William Jennings-Bryan Burke was born in 1909, but he was better known as Billy Burke in later years. He was a very active and restless child. His nature got him in trouble as a teenager and young adult. This trouble would follow him into adulthood and eventually land him in Folsom Prison on May 19, 1928.
For a lot of people, going to prison would be the low point of the story, but for Billy Burke, that’s where his story really takes off.
While doing his time, Billy’s restless nature would peak up again. On the one hand, it led to a number of different escape attempts. Some of them were even successful. But on the other hand, Billy’s time in prison resulted in him finding a new hobby: woodworking.

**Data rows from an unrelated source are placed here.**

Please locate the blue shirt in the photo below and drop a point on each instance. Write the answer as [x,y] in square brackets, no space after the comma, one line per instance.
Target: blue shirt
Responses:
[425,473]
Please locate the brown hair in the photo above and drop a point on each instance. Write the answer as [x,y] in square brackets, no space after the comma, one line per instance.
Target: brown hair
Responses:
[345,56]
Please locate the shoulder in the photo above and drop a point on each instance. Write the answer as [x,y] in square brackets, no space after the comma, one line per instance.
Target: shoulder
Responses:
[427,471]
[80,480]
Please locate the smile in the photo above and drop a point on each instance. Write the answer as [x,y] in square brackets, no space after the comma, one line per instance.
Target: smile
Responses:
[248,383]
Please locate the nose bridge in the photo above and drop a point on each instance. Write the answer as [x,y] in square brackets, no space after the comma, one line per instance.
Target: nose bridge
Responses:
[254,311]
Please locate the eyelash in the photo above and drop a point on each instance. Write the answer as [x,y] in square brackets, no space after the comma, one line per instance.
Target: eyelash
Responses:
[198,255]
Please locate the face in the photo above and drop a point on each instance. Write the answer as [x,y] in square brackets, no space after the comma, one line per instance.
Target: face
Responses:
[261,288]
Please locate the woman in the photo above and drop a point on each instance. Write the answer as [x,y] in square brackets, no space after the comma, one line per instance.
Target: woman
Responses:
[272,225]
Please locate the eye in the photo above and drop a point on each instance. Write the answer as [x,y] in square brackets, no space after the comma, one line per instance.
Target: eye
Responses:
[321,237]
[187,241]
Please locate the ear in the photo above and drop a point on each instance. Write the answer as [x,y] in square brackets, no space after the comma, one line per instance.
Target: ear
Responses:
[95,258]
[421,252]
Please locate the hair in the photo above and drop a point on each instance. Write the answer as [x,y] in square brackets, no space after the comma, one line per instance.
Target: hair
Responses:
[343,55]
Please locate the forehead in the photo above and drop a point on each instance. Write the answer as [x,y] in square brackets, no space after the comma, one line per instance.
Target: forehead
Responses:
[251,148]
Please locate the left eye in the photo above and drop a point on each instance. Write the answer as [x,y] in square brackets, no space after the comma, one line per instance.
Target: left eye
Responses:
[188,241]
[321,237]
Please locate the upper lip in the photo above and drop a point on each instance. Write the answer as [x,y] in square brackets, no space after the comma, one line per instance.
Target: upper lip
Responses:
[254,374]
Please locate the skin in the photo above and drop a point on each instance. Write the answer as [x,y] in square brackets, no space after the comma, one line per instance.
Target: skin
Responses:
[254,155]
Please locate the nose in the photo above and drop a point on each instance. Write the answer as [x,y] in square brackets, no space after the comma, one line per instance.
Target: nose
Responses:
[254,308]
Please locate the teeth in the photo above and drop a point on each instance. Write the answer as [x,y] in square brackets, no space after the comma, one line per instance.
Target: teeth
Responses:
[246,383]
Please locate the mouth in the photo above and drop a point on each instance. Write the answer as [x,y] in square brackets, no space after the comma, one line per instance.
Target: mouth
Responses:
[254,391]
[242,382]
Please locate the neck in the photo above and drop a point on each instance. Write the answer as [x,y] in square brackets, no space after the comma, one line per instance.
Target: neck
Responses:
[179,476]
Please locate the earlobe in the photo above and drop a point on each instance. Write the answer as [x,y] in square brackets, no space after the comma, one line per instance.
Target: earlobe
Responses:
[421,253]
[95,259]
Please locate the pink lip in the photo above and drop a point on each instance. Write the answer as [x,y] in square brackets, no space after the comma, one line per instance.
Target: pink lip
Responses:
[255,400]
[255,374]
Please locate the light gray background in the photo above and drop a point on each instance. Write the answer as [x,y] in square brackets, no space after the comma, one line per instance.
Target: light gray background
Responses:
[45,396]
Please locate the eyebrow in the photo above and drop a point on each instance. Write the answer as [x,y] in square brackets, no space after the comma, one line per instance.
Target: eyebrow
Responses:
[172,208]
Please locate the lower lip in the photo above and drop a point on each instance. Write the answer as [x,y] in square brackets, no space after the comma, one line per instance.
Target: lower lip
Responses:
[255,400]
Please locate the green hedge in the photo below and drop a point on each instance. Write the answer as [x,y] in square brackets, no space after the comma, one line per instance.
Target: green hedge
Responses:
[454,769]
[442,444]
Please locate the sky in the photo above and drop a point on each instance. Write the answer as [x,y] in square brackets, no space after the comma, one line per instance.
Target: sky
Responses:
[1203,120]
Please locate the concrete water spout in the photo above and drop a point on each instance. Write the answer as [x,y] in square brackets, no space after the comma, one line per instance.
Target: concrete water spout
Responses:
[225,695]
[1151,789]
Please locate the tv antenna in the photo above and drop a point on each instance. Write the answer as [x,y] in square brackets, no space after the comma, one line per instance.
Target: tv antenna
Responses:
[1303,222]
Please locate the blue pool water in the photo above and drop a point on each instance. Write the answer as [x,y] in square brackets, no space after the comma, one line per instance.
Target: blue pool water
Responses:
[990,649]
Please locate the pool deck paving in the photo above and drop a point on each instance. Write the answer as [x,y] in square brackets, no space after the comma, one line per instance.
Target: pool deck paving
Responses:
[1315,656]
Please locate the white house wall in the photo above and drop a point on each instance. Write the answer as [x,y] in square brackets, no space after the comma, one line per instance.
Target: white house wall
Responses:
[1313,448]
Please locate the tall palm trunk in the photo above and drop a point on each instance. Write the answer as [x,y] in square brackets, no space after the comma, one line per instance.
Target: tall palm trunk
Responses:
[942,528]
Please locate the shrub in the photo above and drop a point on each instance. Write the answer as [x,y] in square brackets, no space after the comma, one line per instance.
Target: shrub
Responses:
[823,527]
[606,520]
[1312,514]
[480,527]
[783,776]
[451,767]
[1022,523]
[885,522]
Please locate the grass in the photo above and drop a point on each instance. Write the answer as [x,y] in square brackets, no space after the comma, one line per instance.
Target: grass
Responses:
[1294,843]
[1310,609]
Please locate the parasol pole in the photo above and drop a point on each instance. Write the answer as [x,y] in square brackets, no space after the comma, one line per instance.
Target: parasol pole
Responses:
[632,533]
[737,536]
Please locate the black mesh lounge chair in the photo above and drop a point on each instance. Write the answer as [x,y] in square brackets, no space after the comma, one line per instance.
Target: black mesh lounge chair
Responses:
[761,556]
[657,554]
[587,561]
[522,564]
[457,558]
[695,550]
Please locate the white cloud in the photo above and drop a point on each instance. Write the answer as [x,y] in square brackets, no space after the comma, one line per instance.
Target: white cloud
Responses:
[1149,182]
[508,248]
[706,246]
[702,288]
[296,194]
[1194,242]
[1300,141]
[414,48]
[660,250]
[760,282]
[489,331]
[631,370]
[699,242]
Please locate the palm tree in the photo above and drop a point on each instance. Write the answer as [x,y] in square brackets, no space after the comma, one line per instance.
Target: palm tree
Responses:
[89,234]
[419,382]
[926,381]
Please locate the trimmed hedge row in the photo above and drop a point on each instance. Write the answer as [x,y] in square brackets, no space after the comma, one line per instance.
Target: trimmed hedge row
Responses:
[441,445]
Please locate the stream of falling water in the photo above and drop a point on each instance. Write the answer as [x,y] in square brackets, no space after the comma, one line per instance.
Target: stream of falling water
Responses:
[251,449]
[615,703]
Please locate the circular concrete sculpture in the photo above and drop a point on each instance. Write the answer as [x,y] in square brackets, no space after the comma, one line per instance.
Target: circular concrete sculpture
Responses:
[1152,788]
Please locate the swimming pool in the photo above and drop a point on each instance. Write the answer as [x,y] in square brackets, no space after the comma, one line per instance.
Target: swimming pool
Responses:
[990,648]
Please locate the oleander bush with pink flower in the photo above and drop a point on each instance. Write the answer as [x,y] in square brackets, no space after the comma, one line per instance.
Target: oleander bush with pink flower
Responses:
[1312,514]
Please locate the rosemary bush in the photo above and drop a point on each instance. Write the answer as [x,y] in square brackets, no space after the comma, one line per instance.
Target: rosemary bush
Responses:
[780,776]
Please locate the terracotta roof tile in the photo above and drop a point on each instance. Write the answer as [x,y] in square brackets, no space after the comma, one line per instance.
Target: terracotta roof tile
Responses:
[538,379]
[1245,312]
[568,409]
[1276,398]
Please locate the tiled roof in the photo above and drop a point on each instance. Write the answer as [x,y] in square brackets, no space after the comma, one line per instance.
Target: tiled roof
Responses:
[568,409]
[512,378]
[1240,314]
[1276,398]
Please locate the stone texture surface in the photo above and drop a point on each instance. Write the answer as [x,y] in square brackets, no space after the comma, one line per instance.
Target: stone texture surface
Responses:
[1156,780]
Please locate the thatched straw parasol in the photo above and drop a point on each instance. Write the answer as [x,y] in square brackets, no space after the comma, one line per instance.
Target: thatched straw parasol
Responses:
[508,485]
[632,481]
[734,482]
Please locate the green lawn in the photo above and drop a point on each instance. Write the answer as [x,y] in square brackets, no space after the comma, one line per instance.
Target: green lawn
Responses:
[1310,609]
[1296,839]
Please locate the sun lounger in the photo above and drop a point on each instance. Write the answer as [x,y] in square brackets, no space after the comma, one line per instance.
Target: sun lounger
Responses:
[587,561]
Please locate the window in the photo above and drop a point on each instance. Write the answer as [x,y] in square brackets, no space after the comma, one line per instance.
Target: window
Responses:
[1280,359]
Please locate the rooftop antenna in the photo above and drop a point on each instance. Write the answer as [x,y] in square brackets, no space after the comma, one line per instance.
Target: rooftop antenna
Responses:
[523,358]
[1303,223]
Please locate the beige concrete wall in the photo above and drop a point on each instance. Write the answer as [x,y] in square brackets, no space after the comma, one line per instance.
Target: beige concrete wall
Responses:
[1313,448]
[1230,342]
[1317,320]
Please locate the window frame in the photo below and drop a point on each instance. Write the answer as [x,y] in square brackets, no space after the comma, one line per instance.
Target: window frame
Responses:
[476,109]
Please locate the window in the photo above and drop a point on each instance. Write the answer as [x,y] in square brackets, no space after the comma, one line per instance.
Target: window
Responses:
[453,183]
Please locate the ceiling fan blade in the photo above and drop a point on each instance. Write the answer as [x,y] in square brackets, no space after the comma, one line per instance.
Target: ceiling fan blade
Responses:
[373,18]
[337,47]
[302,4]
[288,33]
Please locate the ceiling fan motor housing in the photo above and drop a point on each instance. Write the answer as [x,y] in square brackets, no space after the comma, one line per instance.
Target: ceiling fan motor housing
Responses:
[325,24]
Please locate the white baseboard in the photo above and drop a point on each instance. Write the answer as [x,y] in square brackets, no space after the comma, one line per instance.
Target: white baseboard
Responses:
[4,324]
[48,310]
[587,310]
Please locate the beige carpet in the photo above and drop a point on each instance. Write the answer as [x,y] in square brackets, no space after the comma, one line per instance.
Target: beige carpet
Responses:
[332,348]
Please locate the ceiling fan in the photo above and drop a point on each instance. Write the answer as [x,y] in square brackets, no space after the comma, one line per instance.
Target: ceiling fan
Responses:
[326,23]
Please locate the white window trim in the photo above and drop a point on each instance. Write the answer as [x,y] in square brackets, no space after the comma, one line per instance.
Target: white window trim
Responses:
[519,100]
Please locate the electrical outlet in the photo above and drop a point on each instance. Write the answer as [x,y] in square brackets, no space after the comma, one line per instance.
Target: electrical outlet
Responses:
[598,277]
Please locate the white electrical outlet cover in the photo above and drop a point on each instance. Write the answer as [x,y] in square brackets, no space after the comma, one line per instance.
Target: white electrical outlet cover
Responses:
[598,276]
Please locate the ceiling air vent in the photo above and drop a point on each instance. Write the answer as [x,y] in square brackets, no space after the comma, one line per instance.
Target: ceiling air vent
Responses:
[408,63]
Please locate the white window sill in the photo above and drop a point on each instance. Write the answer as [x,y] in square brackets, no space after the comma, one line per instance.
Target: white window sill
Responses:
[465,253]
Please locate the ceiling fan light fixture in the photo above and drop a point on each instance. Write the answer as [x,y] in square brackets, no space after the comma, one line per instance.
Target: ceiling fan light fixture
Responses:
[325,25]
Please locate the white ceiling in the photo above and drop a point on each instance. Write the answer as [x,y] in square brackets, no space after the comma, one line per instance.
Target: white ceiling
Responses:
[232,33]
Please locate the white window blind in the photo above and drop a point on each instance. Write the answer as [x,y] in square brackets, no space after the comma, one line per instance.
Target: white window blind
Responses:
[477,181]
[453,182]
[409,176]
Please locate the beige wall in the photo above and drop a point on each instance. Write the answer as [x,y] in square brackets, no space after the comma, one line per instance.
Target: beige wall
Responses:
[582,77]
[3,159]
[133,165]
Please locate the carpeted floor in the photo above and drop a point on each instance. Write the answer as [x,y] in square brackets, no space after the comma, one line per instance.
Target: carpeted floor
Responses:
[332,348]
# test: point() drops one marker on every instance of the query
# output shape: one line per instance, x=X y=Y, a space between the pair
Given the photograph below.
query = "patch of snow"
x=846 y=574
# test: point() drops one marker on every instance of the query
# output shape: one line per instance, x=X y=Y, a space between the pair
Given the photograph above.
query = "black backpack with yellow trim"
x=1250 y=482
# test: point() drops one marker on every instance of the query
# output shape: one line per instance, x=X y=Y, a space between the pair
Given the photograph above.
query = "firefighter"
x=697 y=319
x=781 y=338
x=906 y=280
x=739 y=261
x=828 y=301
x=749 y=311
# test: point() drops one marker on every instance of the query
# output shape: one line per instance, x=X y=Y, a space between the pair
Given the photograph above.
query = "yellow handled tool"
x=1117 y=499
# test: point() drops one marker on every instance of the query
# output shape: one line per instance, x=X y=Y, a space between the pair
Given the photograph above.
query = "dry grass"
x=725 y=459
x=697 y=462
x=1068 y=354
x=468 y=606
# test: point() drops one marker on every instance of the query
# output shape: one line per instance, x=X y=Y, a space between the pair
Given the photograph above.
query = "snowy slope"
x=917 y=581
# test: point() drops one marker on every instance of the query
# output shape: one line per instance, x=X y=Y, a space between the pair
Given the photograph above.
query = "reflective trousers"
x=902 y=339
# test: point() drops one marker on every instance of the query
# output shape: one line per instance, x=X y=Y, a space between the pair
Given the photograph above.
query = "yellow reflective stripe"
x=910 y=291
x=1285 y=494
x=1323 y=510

At first, he took up whittling and carried a small knife to carve things out of blocks of wood. When he saw a small toothpick model of the Eiffel Tower on a bottle of glue, Billy was hooked and knew what his new passion should be.
As a child growing up in Southern California, Burke was in love with carnivals. He’d spend his days at carnivals and amusement parks so that his parents would have to go and drag him home at the end of the day to make sure he didn’t miss supper.
This love never left him, and when he decided to start making toothpick models, carnivals made the most sense.
Burke’s toothpick Carnival is truly a marvel to behold. Complete with bathrooms, concession stands, roller coasters, Ferris wheel, and even little people, everywhere you look there’s something new to see.
Recognizing his talent, the warden at Folsom gave Burke permission to work on his carnival in the prison basement. He even collected toothpicks to give to Burke in spite of the fact that they were considered contraband.
In a move that was surely unprecedented at the time, the warden would bring guests into the prison to view Burke’s creation. He charged them admission for the opportunity, and would then give all of the proceeds to Burke.
When he got out of prison, Burke continued building toothpick carnivals and would take them around to actual amusement parks. He never charged any extra money to view them, but when he was done, he’d sometimes have the carnival purchase his creation so that he could afford the fare home.
Burke was clearly a man who did what he loved because he loved to do it and for no other reason. And because of his passion and his exceptional talent, his creations will live on for an eternity.